Cette situation est, bien évidemment, connue de nos pouvoirs publics qui préfèrent ne pas fâcher leur allié. Pourquoi, à l’heure où le gouvernement d’extrême-droite israélien vient de faire voter une loi  qui institue, de fait, l’apartheid en Israël, Emmanuel Macron, Edouard Philippe, et son gouvernement, ne font-ils rien et ne mettent-ils pas la pression sur l’Etat hébreu ? Pourquoi ce silence sur les centaines de Palestiniens qui ont été tués, ou blessés, pendant la grande marche du retour ?                                                                          Et cela d’autant plus lorsqu’on sait qu’à la moindre réponse- légitime- des groupes de résistances palestiniens, à la moindre roquette lancée depuis Gaza ou depuis les autres territoires palestiniens, tous, d’une même voix, se lèveront pour condamner cet acte de défense et puis pour justifier la réponse israélienne qui sera acclamée parce que « légitime ».
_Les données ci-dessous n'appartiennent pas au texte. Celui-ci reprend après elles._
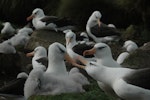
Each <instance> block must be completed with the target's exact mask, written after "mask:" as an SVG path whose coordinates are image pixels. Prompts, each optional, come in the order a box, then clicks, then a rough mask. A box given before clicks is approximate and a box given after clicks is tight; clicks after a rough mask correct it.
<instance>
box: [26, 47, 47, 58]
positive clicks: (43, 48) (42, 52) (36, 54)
mask: <svg viewBox="0 0 150 100" xmlns="http://www.w3.org/2000/svg"><path fill="white" fill-rule="evenodd" d="M27 56H28V57H30V56H34V57H36V58H41V57H47V51H46V49H45V48H44V47H42V46H38V47H36V48H35V49H34V51H32V52H30V53H27Z"/></svg>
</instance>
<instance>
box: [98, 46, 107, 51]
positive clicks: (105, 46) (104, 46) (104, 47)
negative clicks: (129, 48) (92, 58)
mask: <svg viewBox="0 0 150 100" xmlns="http://www.w3.org/2000/svg"><path fill="white" fill-rule="evenodd" d="M105 47H106V46H104V47H98V49H99V50H102V49H103V48H105Z"/></svg>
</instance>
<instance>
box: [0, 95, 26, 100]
mask: <svg viewBox="0 0 150 100" xmlns="http://www.w3.org/2000/svg"><path fill="white" fill-rule="evenodd" d="M0 100H25V98H24V96H20V95H9V94H0Z"/></svg>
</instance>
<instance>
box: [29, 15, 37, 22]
mask: <svg viewBox="0 0 150 100" xmlns="http://www.w3.org/2000/svg"><path fill="white" fill-rule="evenodd" d="M34 16H35V15H31V16H29V17H27V21H30V20H32V19H33V18H34Z"/></svg>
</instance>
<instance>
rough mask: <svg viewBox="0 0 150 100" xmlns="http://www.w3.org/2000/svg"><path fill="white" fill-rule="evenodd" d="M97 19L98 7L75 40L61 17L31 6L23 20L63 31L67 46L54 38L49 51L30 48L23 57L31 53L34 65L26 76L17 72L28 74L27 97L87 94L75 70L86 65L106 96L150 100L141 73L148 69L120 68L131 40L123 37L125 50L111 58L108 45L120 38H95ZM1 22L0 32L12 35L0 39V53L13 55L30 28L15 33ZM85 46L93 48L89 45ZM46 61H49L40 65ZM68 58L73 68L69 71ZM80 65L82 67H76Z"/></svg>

Nos propres parlementaires peuvent se faire interdire d’entrée sur le territoire israélien sans que le gouvernement français ne trouve quelque chose à redire. C’était le cas au mois de novembre dernier lorsque des élus de la France insoumise, du Parti communiste et des verts, souhaitant se rendre en Israël afin d’apporter leur soutien à Salah Hamouri, ont été priés de faire demi-tour.

Ce dernier est désormais libre. Mais des milliers d’autres attendent encore de retrouver leur liberté.